Chaque année, 74 millions de tonnes de déchets électroniques sont produits dans le monde. La majorité de ces déchets atterrit en Afrique,…

L'Afrique, un cimetière numérique ?

Focus

Chaque année, 74 millions de tonnes de déchets électroniques sont produits dans le monde. La majorité de ces déchets atterrit en Afrique, sur d’immenses décharges à ciel ouvert.

On les appelle DEEE, ou encore D3E, des lettres qui signifient « déchets d’équipements électriques et électroniques ». Mais ces acronymes techniques masquent une réalité dramatique. Car la plupart de ces produits sont envoyés en Afrique où ils atterrissent sur de gigantesques décharges à ciel ouvert avant d’être triés, et éventuellement recyclés par les populations locales. Une véritable catastrophe pour l’environnement et la santé des populations, car ces déchets contiennent des substances nocives à des niveaux très élevés (comme le plomb, l’arsenic, et le cadmium par exemple).

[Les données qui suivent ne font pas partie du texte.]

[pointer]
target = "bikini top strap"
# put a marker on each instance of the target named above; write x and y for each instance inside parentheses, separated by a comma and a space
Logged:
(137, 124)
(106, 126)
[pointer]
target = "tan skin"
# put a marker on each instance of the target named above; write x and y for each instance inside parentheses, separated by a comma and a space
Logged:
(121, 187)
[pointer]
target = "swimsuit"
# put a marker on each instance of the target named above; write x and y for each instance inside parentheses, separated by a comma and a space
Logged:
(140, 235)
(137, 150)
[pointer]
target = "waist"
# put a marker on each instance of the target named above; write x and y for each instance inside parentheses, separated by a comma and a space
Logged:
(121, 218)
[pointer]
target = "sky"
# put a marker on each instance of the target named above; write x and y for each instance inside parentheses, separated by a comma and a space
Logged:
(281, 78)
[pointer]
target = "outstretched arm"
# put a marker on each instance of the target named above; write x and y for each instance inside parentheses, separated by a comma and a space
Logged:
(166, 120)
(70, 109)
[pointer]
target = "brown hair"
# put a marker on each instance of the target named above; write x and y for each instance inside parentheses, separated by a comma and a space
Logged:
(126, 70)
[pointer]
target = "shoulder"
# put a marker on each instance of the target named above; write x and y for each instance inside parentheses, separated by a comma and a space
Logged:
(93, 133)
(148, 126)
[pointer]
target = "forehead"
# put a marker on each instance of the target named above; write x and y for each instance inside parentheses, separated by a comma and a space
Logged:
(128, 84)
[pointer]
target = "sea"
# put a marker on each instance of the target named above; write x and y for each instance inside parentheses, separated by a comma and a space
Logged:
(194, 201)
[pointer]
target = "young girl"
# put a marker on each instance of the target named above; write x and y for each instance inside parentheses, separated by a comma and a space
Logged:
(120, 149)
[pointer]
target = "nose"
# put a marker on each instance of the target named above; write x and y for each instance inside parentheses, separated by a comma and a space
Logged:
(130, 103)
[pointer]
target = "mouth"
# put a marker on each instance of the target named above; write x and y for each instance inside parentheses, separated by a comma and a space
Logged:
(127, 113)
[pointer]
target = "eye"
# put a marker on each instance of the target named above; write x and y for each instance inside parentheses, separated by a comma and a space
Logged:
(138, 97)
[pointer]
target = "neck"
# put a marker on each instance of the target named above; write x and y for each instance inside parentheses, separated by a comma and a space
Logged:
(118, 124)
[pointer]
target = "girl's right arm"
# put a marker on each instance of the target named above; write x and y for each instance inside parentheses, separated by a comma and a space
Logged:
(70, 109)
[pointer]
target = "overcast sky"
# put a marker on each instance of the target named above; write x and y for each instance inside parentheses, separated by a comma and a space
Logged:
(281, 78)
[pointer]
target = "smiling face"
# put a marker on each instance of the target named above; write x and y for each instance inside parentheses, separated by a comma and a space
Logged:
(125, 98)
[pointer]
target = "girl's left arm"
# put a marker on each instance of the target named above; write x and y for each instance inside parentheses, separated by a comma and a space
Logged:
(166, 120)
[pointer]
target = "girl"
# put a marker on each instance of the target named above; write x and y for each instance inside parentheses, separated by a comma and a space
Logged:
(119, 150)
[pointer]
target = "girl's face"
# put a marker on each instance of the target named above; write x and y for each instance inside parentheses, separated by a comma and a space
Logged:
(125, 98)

Au Ghana, dans la banlieue d’Accra, près du marché d’Agbogbloshie, se trouve l’une des plus grandes décharges de produits électroniques au monde. Sampson Atiemo, spécialiste ghanéen des déchets électroniques raconte au journal Le Monde : « Des fumées âcres se dégagent des produits qui sont brûlés, et les gens qui viennent faire leurs courses les respirent. Les particules de pollution s'attachent aussi aux aliments, qu’on mange ensuite. Ça provoque des maux de tête, des irritations de la peau. Mais surtout, même si on n’a pas d’études pour le prouver, on soupçonne que ça provoque des cancers à long terme. » Les principales victimes sont les enfants qui viennent brûler les déchets pour en récupérer le cuivre ou d’autres matières premières.

 

L’Afrique, principal pollueur

En tête du classement des exportateurs de déchets électroniques, on trouve le Royaume-Uni, la France et l’Allemagne, qui sous couvert de « dons humanitaires », n’hésitent pas à envoyer en Afrique du matériel frauduleusement qualifié d’occasion. Pour tenter de remédier à ce phénomène, des lois ont été votées en Europe en 2012. Elles prévoient notamment un renforcement des contrôles aux frontières.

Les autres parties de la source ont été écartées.